The average price of a gallon of regular gasoline across the country remains above $4, up more than $1 from the beginning of the year, and diesel prices have soared as well, impacting the costs of everything from food to retail goods to heating oil and jet fuel.
Concerns around the spike in gas prices were made plain by the latest consumer sentiment survey from the University of Michigan as its Index of Consumer Sentiment fell 6.6% from March to 49.8, its lowest reading in the more-than-60-year history of the survey.
Survey Director Joanne Hsu observed, "The Iran conflict appears to influence consumer views primarily through shocks to gasoline and potentially other prices. In contrast, military and diplomatic developments that do not lift supply constraints or lower energy costs are unlikely to buoy consumers."
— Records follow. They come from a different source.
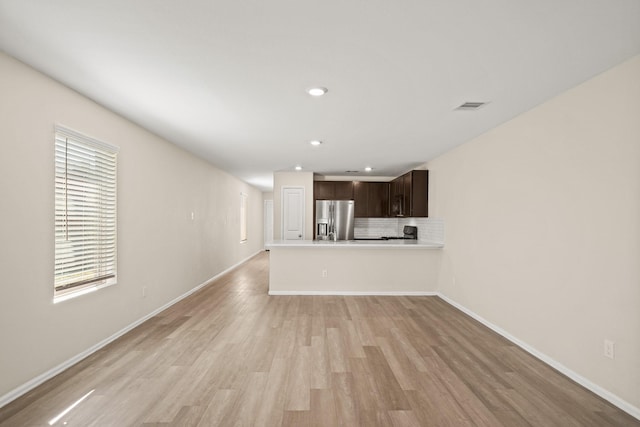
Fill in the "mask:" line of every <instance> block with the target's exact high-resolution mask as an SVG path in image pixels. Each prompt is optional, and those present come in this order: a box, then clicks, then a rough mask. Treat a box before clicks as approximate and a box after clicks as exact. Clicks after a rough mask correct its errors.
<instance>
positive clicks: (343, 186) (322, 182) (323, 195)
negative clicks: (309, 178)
mask: <svg viewBox="0 0 640 427" xmlns="http://www.w3.org/2000/svg"><path fill="white" fill-rule="evenodd" d="M313 198H314V200H353V182H352V181H314V182H313Z"/></svg>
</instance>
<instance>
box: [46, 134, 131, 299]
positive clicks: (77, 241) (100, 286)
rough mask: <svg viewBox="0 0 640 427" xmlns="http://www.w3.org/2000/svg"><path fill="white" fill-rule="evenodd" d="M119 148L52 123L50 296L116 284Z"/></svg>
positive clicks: (87, 290)
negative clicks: (53, 249) (54, 211)
mask: <svg viewBox="0 0 640 427" xmlns="http://www.w3.org/2000/svg"><path fill="white" fill-rule="evenodd" d="M117 152H118V149H117V147H114V146H111V145H109V144H105V143H103V142H100V141H97V140H94V139H92V138H89V137H87V136H84V135H82V134H79V133H77V132H75V131H72V130H70V129H66V128H63V127H60V126H56V130H55V163H56V164H55V279H54V300H57V299H62V298H64V299H66V298H67V297H70V296H73V295H76V294H79V293H81V291H83V292H82V293H84V292H87V291H89V290H94V289H97V288H99V287H102V286H106V285H111V284H114V283H116V235H117V232H116V158H117Z"/></svg>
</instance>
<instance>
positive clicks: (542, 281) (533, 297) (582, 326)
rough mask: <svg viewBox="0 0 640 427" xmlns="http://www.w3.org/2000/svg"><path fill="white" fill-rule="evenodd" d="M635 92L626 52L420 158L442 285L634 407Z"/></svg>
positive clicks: (635, 322) (635, 339)
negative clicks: (456, 141)
mask: <svg viewBox="0 0 640 427" xmlns="http://www.w3.org/2000/svg"><path fill="white" fill-rule="evenodd" d="M639 99H640V57H635V58H633V59H632V60H630V61H628V62H626V63H624V64H621V65H620V66H618V67H616V68H613V69H612V70H610V71H608V72H606V73H604V74H602V75H600V76H598V77H596V78H594V79H592V80H590V81H588V82H586V83H584V84H582V85H580V86H578V87H576V88H574V89H572V90H570V91H568V92H566V93H564V94H562V95H560V96H558V97H557V98H555V99H553V100H550V101H548V102H546V103H544V104H542V105H540V106H539V107H537V108H535V109H533V110H531V111H529V112H527V113H526V114H523V115H521V116H519V117H517V118H515V119H513V120H511V121H510V122H508V123H506V124H504V125H502V126H499V127H498V128H496V129H493V130H492V131H490V132H488V133H486V134H485V135H482V136H480V137H478V138H476V139H475V140H472V141H471V142H469V143H466V144H464V145H462V146H460V147H458V148H457V149H455V150H453V151H451V152H448V153H446V154H445V155H443V156H441V157H439V158H437V159H435V160H434V161H431V162H429V163H428V165H427V166H428V169H429V170H430V208H431V209H433V210H432V212H431V213H432V214H433V215H434V216H436V217H438V218H443V219H444V221H445V223H446V225H447V237H446V245H445V247H444V249H443V260H442V263H443V269H442V272H441V277H440V289H441V292H442V293H443V294H444V295H445V296H447V297H449V298H451V299H452V300H454V301H456V302H458V303H459V304H461V305H463V306H465V307H466V308H468V309H470V310H471V311H473V312H475V313H476V314H478V315H480V316H481V317H483V318H485V319H486V320H488V321H489V322H491V323H493V324H495V325H497V326H498V327H500V328H502V329H504V330H506V331H507V332H508V333H509V334H511V335H513V336H515V337H516V338H518V339H520V340H521V341H523V342H525V343H527V344H529V345H530V346H532V347H534V348H535V349H537V350H538V351H540V352H542V353H543V354H545V355H547V356H549V357H551V358H552V359H555V360H556V361H557V362H559V363H561V364H562V365H564V366H565V367H567V368H569V369H570V370H572V371H574V372H575V373H577V374H579V375H581V376H583V377H584V378H586V379H587V380H589V381H591V382H593V383H595V384H596V385H598V386H600V387H602V388H604V389H605V390H608V391H609V392H611V393H613V394H615V395H616V396H618V397H620V398H622V399H623V400H625V401H626V402H627V403H630V404H631V405H633V406H635V408H636V410H637V408H640V103H638V100H639ZM495 102H499V100H495ZM477 114H481V111H479V112H478V113H477ZM605 338H607V339H611V340H613V341H615V345H616V348H615V350H616V354H615V359H614V360H611V359H607V358H605V357H604V356H603V341H604V339H605Z"/></svg>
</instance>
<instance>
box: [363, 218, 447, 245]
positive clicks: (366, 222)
mask: <svg viewBox="0 0 640 427" xmlns="http://www.w3.org/2000/svg"><path fill="white" fill-rule="evenodd" d="M405 225H414V226H416V227H418V240H420V241H429V242H437V243H444V220H442V219H440V218H356V219H355V225H354V230H353V233H354V236H355V238H356V239H358V238H361V239H362V238H374V237H381V236H402V229H403V228H404V226H405Z"/></svg>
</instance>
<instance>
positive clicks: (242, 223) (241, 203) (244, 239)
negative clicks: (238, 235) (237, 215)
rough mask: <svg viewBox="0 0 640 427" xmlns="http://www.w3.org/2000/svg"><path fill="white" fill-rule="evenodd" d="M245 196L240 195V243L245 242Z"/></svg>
mask: <svg viewBox="0 0 640 427" xmlns="http://www.w3.org/2000/svg"><path fill="white" fill-rule="evenodd" d="M247 205H248V199H247V195H246V194H244V193H240V242H246V241H247Z"/></svg>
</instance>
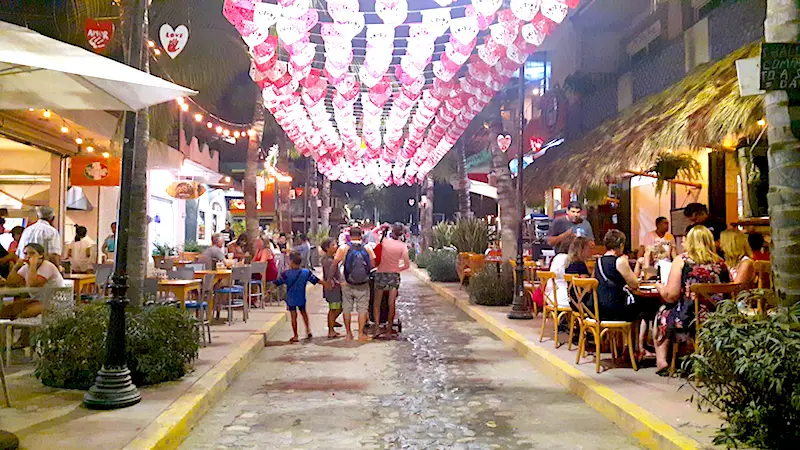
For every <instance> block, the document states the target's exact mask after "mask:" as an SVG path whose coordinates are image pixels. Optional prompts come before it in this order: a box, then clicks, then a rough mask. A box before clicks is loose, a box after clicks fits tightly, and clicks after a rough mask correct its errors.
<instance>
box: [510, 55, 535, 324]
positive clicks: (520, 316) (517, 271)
mask: <svg viewBox="0 0 800 450" xmlns="http://www.w3.org/2000/svg"><path fill="white" fill-rule="evenodd" d="M524 132H525V63H522V66H521V67H520V68H519V134H518V135H517V142H518V149H519V150H518V152H517V210H518V213H519V226H518V227H517V267H516V268H515V270H516V273H517V276H516V283H515V284H514V303H513V304H512V306H511V311H509V313H508V318H509V319H521V320H530V319H533V314H532V313H531V308H530V305H529V304H528V301H527V299H526V298H525V284H524V283H523V277H524V276H525V261H524V258H523V256H522V255H523V248H522V246H523V244H524V240H523V238H522V230H523V229H524V226H525V220H524V219H525V202H523V199H522V187H523V185H522V180H523V173H524V171H523V164H524V163H523V157H524V155H525V146H524V145H523V142H522V141H523V138H522V136H523V134H524Z"/></svg>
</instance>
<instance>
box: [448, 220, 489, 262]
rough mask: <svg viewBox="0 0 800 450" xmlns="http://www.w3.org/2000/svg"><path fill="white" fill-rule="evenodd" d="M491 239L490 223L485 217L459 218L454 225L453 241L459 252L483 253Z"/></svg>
mask: <svg viewBox="0 0 800 450" xmlns="http://www.w3.org/2000/svg"><path fill="white" fill-rule="evenodd" d="M489 239H490V235H489V225H488V224H487V223H486V221H485V220H483V219H477V218H470V219H459V220H458V221H456V224H455V225H453V233H452V241H453V245H454V246H455V247H456V248H457V249H458V251H459V252H472V253H479V254H483V253H484V252H485V251H486V249H487V248H488V247H489Z"/></svg>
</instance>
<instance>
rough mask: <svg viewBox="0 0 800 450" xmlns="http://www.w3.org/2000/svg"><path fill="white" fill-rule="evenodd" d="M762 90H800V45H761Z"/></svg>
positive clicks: (768, 90)
mask: <svg viewBox="0 0 800 450" xmlns="http://www.w3.org/2000/svg"><path fill="white" fill-rule="evenodd" d="M761 89H763V90H765V91H787V90H795V89H800V44H787V43H771V44H767V43H765V44H761Z"/></svg>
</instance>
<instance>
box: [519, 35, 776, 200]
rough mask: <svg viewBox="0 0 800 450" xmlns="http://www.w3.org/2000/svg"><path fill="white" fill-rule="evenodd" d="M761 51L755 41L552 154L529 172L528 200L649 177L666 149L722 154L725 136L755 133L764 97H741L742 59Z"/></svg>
mask: <svg viewBox="0 0 800 450" xmlns="http://www.w3.org/2000/svg"><path fill="white" fill-rule="evenodd" d="M760 49H761V45H760V42H755V43H752V44H749V45H746V46H744V47H742V48H740V49H738V50H736V51H735V52H733V53H731V54H729V55H728V56H727V57H725V58H724V59H722V60H721V61H718V62H715V63H709V64H706V65H703V66H700V67H698V68H697V69H695V70H694V71H693V72H692V73H690V74H689V75H687V76H686V77H684V78H683V79H682V80H681V81H679V82H678V83H677V84H675V85H673V86H672V87H670V88H668V89H666V90H664V91H662V92H660V93H657V94H654V95H651V96H650V97H647V98H645V99H642V100H640V101H638V102H636V103H634V104H633V105H632V106H630V107H629V108H627V109H625V110H624V111H622V112H621V113H620V114H619V115H618V116H617V117H616V118H614V119H612V120H608V121H606V122H604V123H603V124H601V125H600V126H598V127H597V128H595V129H594V130H592V131H591V132H589V133H588V134H586V135H585V136H584V137H583V138H582V139H580V140H576V141H573V142H572V143H566V144H564V148H554V149H552V150H551V152H552V154H547V155H545V156H543V157H542V158H540V159H539V160H537V161H536V163H534V164H533V165H531V166H530V167H529V168H528V169H527V170H526V173H525V176H526V183H525V184H526V186H525V193H526V197H527V198H529V199H539V198H541V195H542V193H543V192H544V191H545V190H546V189H549V188H550V187H552V186H555V185H562V186H569V187H571V188H572V189H575V190H581V189H583V188H586V187H588V186H592V185H595V186H596V185H601V184H602V182H603V179H604V178H605V177H606V176H613V177H617V176H619V175H621V174H622V173H624V172H625V171H626V170H646V169H647V168H649V167H650V166H651V165H652V164H653V162H654V161H655V159H656V158H657V157H658V155H659V153H661V152H662V151H664V150H665V149H675V150H679V151H684V150H699V149H701V148H704V147H719V146H720V143H721V142H722V141H723V140H724V139H725V138H726V137H734V138H737V137H742V136H745V135H749V134H752V133H754V132H756V133H757V132H758V131H757V126H758V125H757V124H756V122H757V121H758V119H760V118H762V117H763V115H764V107H763V98H762V96H758V95H757V96H751V97H740V96H739V86H738V79H737V74H736V60H738V59H742V58H750V57H754V56H758V55H759V53H760ZM548 153H550V152H548Z"/></svg>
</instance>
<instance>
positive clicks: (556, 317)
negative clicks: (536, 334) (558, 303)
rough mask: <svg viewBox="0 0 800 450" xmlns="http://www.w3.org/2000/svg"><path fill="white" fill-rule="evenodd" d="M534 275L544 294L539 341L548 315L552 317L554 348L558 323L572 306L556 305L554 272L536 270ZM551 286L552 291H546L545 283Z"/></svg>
mask: <svg viewBox="0 0 800 450" xmlns="http://www.w3.org/2000/svg"><path fill="white" fill-rule="evenodd" d="M536 276H537V277H539V280H540V281H541V285H542V291H543V294H544V310H543V311H542V332H541V334H539V342H542V341H543V340H544V328H545V326H546V325H547V319H548V317H551V318H552V319H553V341H554V342H555V345H556V348H558V324H559V323H561V318H562V317H564V315H566V314H570V315H571V314H572V308H570V307H569V306H559V305H558V286H557V285H556V274H555V272H545V271H538V272H536ZM548 284H550V285H551V286H552V287H553V292H552V293H548V292H547V285H548Z"/></svg>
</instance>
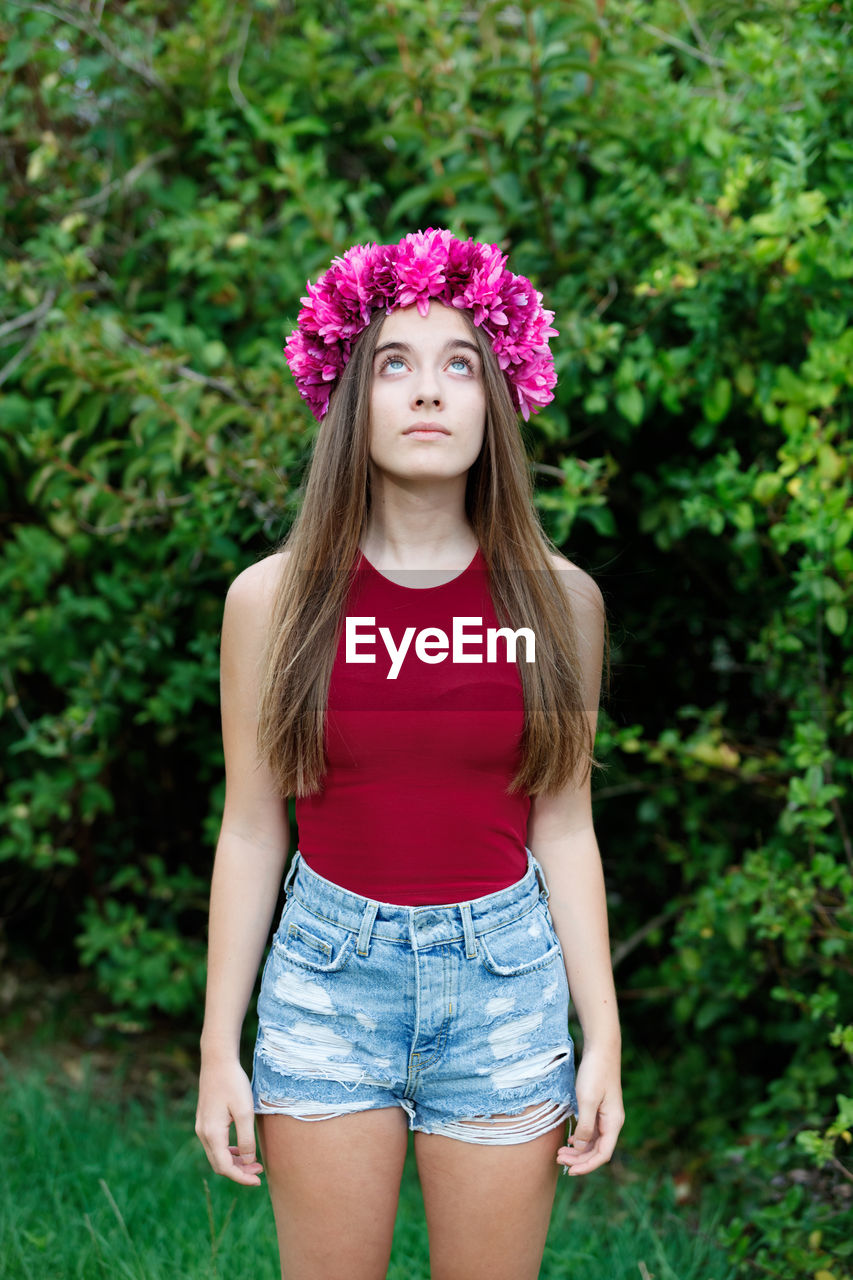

The index of consumer expectations fell 7% form March as well, and inflation expectations for the next year went up from 3.8% to 4.7%, showing consumers are already anticipating higher prices.
Image source: Getty Images.
Stocks are going in the opposite direction
While consumers are nervously watching prices go up, stocks are having a phenomenal month.
Month-to-date through April 24, the S&P 500 (^GSPC +1.18%) is up 9.8%, and hit a record high on Friday, following a surge in semiconductor stocks on strong quarterly results from Intel.
Stocks have surged through April with ceasefires in effect in both Iran and Lebanon, though the Strait of Hormuz remains blocked. Still, investors now believe the worst-case scenarios from the war are off the table, including a conflict that spreads to the region or destruction to Middle East energy infrastructure continuing. While the situation in the Strait of Hormuz remains an impediment to peace, investors seem optimistic that it will be resolved.
Stocks have also surged even as consumer sentiment hits record lows because the stock market is being driven by the AI boom, which is insulated from consumer spending. In recent weeks, chip stocks that make CPUs, including Intel, Advanced Micro Devices, and Arm Holdings, have soared as demand for Agentic AI is expected to drive increased demand for CPUs.
Investors shouldn't ignore consumer sentiment
While AI demand can continue to grow, even as consumers are fed up with the economy, it's a mistake for investors to ignore consumer behavior.
After all, consumer spending is responsible for roughly 70% of GDP in the U.S., and a slowdown in spending could lead to a recession. Still, one sentiment survey shouldn't change your investing decisions, but it is a reason to pay closer attention to economic reports like retail sales and inflation that give a better snapshot of consumer behavior than sentiment alone.
With valuations already looking stretched and the Strait of Hormuz still locked up, the recent recovery in the S&P 500 is fragile. Weakness at the consumer level could be enough to cool off the scorching-hot stock market.